“Fino a quando continueranno ad ammazzarci?”
È il grido di dolore di una donna nera, davanti alla sede della Polícia Rodoviária Federal (PRF). È afflitta, lei, come un’intera comunità, dal pugnale perennemente insanguinato del razzismo in Brasile. Fino a quando le urla disperate dell’aberrante sofferenza rimarranno inascoltate?
Fumo bianco esce dai bordi di un’auto della polizia. È gas lacrimogeno. All’interno qualcuno tenta disperatamente di divincolarsi, se ne sentono le urla, poi, improvvisamente, il silenzio. Così muore Genivaldo de Jesus Santos, legato per mani e piedi da agenti della PRF, soffocato dalle mani della polizia, asfissiato nei fatti, dal razzismo in Brasile. Aveva 38 anni e stava circolando in moto senza casco quando è stato detenuto in strada. La sua pelle nera, a Umbaúba, ha significato una definitiva e agghiacciante condanna. Al termine delle torture, l’ospedale non ha potuto che accertare il decesso per insufficienza respiratoria. È questo che accade continuamente ai neri del Brasile: gli viene tolta l’aria.
Perché senza respiro non c’è persona, è preludio alla disumanizzazione.
Si sommano le sentenze giudiziarie che raccontano di casi simili per cui le forze di polizia esercitano inaudita violenza attraverso spray e gas. Ma la discriminatoria privazione d’aria è compiuta anche attraverso percosse fisiche e massacranti sparatorie. La lista degli abusi compiuti sulla base di un evidente razzismo è un catalogo struggente e incessante.
Due anni fa João Alberto Silveira Freitas fu picchiato a morte da due guardie di sicurezza di un supermercato a Porto Alegre. 40 anni, nero, non riusciva a respirare ma quella urlata fattualità non fermò i vigilanti.
“La carne più economica sul mercato è nera” cantò allora Elza Soares come slogan di protesta per quanto di atroce accadde.
Nel 2018 Marielle Franco, politica e attivista, fu vittima di un’esecuzione a tutti gli effetti, eseguita tra gli altri, dall’ex capitano della polizia militare e l’ex maggiore delle forze speciali.

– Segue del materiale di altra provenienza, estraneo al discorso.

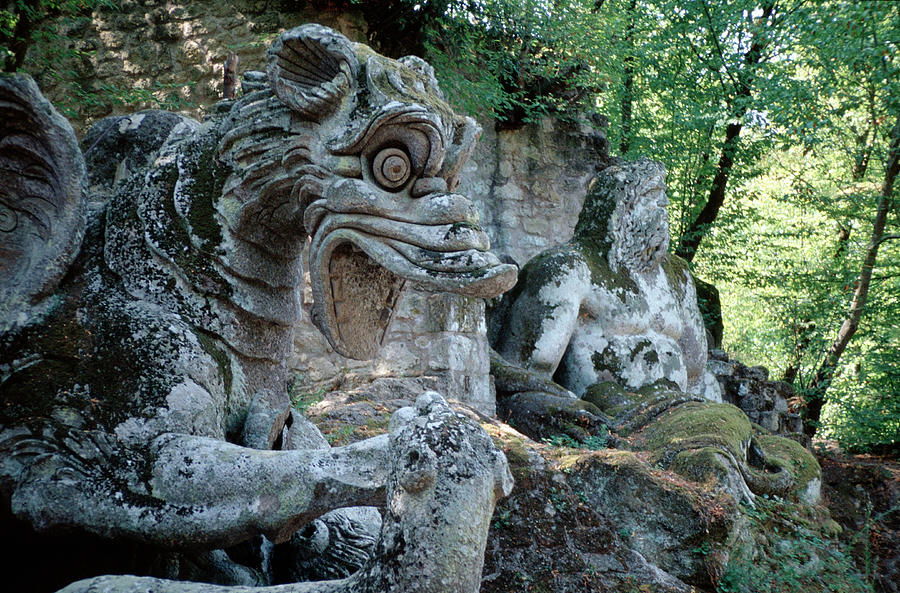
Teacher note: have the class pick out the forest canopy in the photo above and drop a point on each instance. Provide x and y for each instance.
(778, 122)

Lo scorso 24 Maggio, 25 giovani sono morti nella favela di Vila Cruzeiro, trucidati durante un operativo di polizia. Le 12 ore di raid mirate a catturare alcuni esponenti del Cartello dominante nella capitale carioca sono scaturite nella strage, tanto per le modalità quanto per il risultato. Un’ ecatombe, che richiama il ricordo di un passato recente: nel 2021 si consumò nella stessa nefandezza il massacro di Jacarezinho.
Raffiche di colpi, uomini feriti e pugnalati, persino alle spalle, persino in casa. Corpi sparsi per i vicoli, umilianti abusi di potere ed esecuzioni sommarie. Nel gomitolo di una veemenza incontrollabile si distingue chiaramente un unico fattore: le vittime sono tutte povere e dalla pelle nera.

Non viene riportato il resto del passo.